{1} On September 29, 2007, Cruz Holguin won a random drawing for a $250,000 prize at the Ohkay Owingeh Casino and Resort (the Casino) that Tsay Corporation (Tsay) sponsored. Holguin alleged that Tsay refused to pay him $250,000 and instead required him “to elect to receive either $125,000 less income tax withholding or to receive payment of $250,000 spread over a period of [twenty] years.” Pursuant to a limited waiver of immunity contained in a Tribal-State Class III Gaming Compact, a patron of the Casino was entitled to sue Tsay for damages arising out of bodily injury or property damage. Holguin sued Tsay for damages for breach of contract, conversion, unfair practices, and for two counts of invasion of privacy. Tsay moved to dismiss under Rule 1-012(B)(1) NMRA for lack of subject matter jurisdiction based on tribal sovereign immunity from suit. The district court granted Tsay’s motion as to three counts, but denied Tsay’s motion as to two counts of invasion of privacy. Tsay obtained a district court certification for an interlocutory appeal and sought relief in this Court pursuant to an interlocutory appeal, alternatively, a writ of error.

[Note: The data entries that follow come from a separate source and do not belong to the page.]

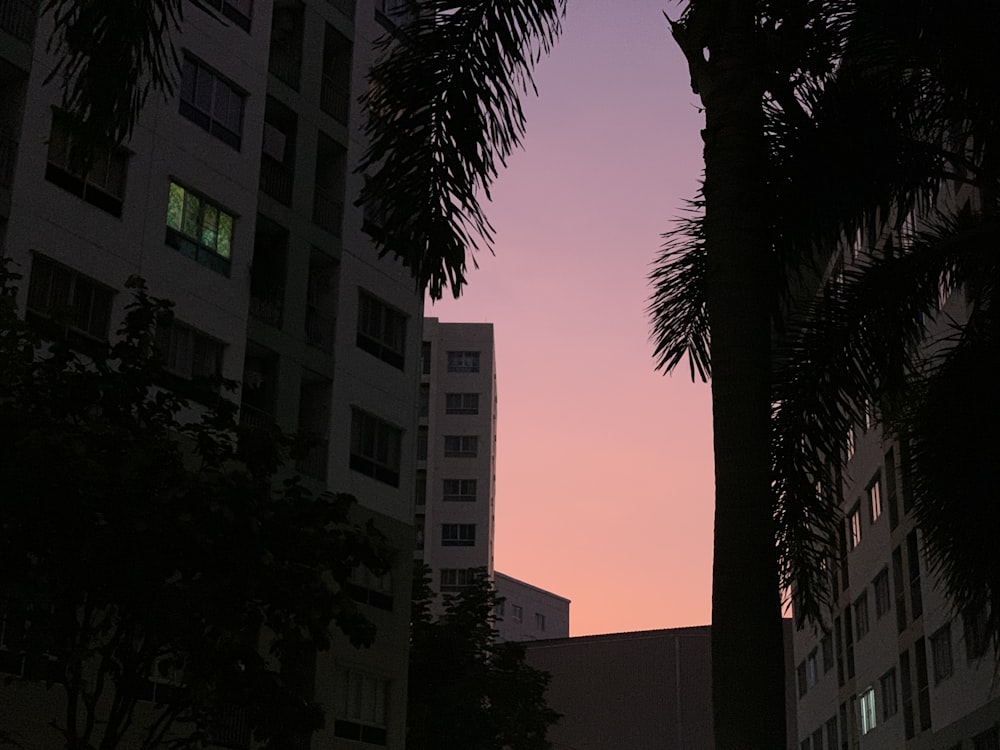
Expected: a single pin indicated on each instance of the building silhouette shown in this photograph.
(235, 199)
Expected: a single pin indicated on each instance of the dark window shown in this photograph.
(458, 534)
(461, 446)
(101, 184)
(461, 403)
(58, 293)
(463, 361)
(199, 228)
(460, 489)
(944, 665)
(375, 447)
(883, 596)
(187, 352)
(211, 102)
(381, 330)
(890, 704)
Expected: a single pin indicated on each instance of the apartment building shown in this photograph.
(895, 665)
(235, 200)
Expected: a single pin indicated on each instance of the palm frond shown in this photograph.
(444, 113)
(678, 305)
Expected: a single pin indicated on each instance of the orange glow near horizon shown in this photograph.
(604, 467)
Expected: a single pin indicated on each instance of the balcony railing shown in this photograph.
(344, 6)
(319, 329)
(267, 306)
(8, 153)
(313, 464)
(17, 18)
(276, 179)
(334, 99)
(328, 213)
(285, 63)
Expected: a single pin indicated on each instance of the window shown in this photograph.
(454, 579)
(460, 490)
(875, 498)
(890, 703)
(375, 447)
(237, 11)
(199, 228)
(360, 708)
(866, 707)
(57, 292)
(463, 361)
(812, 672)
(102, 184)
(826, 647)
(854, 527)
(187, 352)
(974, 629)
(861, 615)
(381, 330)
(458, 534)
(211, 102)
(461, 446)
(425, 357)
(944, 665)
(461, 403)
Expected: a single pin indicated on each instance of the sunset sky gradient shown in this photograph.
(604, 467)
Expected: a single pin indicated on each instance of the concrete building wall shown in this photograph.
(528, 612)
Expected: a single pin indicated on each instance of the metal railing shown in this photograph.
(328, 213)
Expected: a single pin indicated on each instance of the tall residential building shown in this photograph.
(235, 199)
(456, 452)
(895, 665)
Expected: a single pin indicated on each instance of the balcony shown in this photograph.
(313, 464)
(17, 18)
(319, 329)
(328, 213)
(276, 179)
(335, 99)
(8, 153)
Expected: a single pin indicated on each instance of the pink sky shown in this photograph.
(604, 467)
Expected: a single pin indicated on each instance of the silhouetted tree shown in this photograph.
(137, 547)
(467, 690)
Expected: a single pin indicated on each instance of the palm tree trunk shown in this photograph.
(747, 650)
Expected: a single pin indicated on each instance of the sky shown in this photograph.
(604, 466)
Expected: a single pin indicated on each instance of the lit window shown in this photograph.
(883, 595)
(199, 228)
(461, 403)
(854, 527)
(375, 447)
(461, 446)
(941, 652)
(866, 707)
(890, 702)
(102, 184)
(59, 293)
(460, 489)
(381, 330)
(187, 352)
(211, 102)
(458, 534)
(361, 700)
(463, 361)
(875, 499)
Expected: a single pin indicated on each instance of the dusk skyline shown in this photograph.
(604, 467)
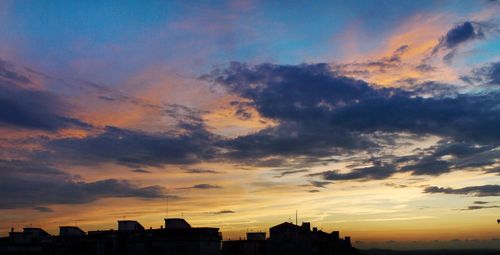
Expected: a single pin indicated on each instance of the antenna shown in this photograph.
(296, 218)
(166, 208)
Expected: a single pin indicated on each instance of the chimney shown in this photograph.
(306, 226)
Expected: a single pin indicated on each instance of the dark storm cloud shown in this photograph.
(33, 109)
(478, 191)
(428, 167)
(488, 74)
(136, 148)
(31, 184)
(478, 207)
(320, 113)
(376, 172)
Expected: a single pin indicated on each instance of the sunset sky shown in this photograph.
(380, 119)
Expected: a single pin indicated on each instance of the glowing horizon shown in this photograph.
(375, 119)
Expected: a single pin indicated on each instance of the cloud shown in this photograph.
(477, 191)
(202, 186)
(488, 74)
(479, 207)
(34, 109)
(480, 202)
(320, 113)
(43, 209)
(142, 171)
(200, 171)
(7, 73)
(137, 148)
(224, 212)
(319, 184)
(31, 184)
(461, 33)
(376, 172)
(290, 172)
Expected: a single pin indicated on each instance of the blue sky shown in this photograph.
(379, 118)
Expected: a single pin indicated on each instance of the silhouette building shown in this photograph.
(178, 237)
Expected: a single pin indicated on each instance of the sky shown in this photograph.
(379, 119)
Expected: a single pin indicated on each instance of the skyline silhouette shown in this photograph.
(378, 118)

{2} This Court granted the interlocutory appeal, but now grants Tsay’s petition for a writ of error and reverses the district court. This Court has jurisdiction under the collateral order doctrine. That doctrine permits interlocutory relief from a denial of a motion to dismiss based on tribal sovereign immunity. See Carrillo v. Rostro,
{3} We hold that Tsay is immune from suit based on a claim for emotional injury resulting from invasion of privacy. Therefore, the district court does not have subject matter jurisdiction of Holguin’s claim.
BACKGROUND
{4} Holguin’s complaint alleged that he participated in one of Tsay’s “Million Dollar Giveaway” drawings (the drawing), that he reasonably believed that he was entitled to the full $250,000 he had won from the drawing, that Tsay refused to pay him the full $250,000, that Tsay falsely advertised Holguin as winning the full $250,000, and that Tsay reaped significant economic benefit by that false and misleading advertisement and from the unauthorized use and appropriation of his likeness and name.

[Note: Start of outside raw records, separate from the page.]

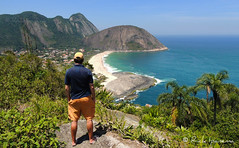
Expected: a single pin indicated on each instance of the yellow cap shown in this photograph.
(78, 55)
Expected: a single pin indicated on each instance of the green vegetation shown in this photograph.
(33, 105)
(16, 29)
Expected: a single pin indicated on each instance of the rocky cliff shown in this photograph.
(123, 38)
(41, 31)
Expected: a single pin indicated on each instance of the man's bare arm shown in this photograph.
(68, 88)
(92, 89)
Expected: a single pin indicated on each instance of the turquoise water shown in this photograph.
(186, 60)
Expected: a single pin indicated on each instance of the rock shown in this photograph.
(122, 38)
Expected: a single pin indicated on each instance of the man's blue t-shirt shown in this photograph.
(79, 77)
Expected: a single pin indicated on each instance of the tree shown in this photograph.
(185, 107)
(215, 84)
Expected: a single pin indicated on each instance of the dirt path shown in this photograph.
(104, 139)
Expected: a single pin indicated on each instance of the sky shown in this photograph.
(159, 17)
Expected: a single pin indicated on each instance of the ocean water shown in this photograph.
(186, 60)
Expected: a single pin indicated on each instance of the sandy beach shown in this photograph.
(99, 68)
(121, 84)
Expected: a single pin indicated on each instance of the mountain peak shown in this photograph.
(123, 38)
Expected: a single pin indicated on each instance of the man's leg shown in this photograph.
(89, 124)
(73, 131)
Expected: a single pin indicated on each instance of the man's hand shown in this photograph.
(92, 89)
(68, 88)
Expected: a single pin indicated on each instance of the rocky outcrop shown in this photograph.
(42, 31)
(123, 38)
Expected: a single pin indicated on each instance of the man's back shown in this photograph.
(79, 77)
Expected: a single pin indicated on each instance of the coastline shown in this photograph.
(122, 84)
(98, 63)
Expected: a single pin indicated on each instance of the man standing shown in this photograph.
(81, 96)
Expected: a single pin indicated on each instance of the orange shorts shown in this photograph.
(84, 106)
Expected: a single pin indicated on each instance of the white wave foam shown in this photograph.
(157, 80)
(108, 67)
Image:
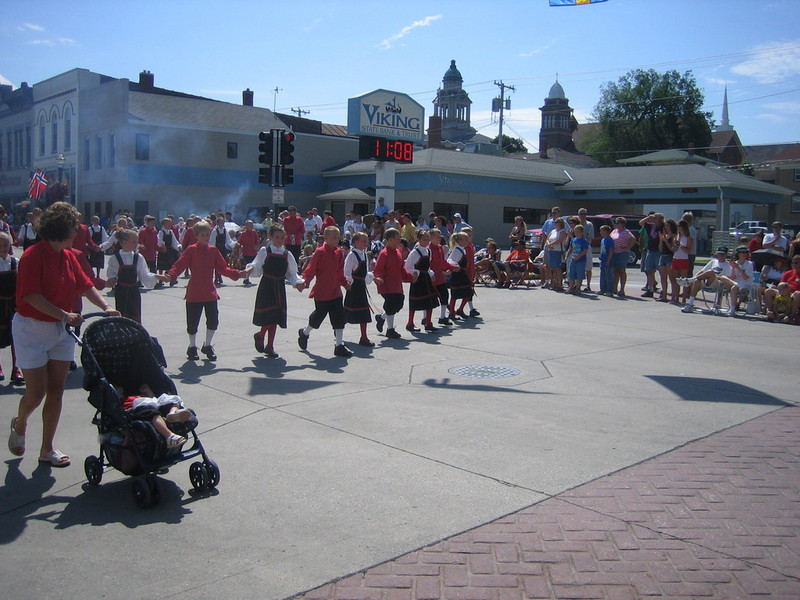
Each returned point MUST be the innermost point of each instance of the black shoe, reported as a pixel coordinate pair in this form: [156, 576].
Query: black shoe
[302, 339]
[259, 341]
[341, 350]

{5} Tsay’s motion to dismiss relied on provisions relating to its limited waiver of immunity contained in the Tribal-State Class III Gaming Compact between the State of New Mexico and Ohkay Owingeh (amended April 24, 2007), approved by the Principal Deputy Assistant Secretary of the Department of the Interior, 72 Fed.Reg. 36,717 (July 5, 2007) (the Compact). Tsay is a tribal entity owned by Ohkay Owingeh, and Tsay operates the Casino.
{6} Section 8(A) of the Compact sets out a “policy concerning protection of visitors.” This provision states that “[t]he safety and protection of visitors to a [g]aming [f]acility is a priority of the Tribe, and it is the purpose of this [s]ection to assure that any such persons who suffer bodily injury or property damage ... [shall] have an effective remedy for obtaining fair and just compensation.” Section 8(D) of the Compact states that “[t]he Tribe ... waives its defense of sovereign immunity in connection with any claims for compensatory damages for bodily injury or property damage.... This is a limited waiver and does not waive the Tribe’s immunity from suit for any other purpose.”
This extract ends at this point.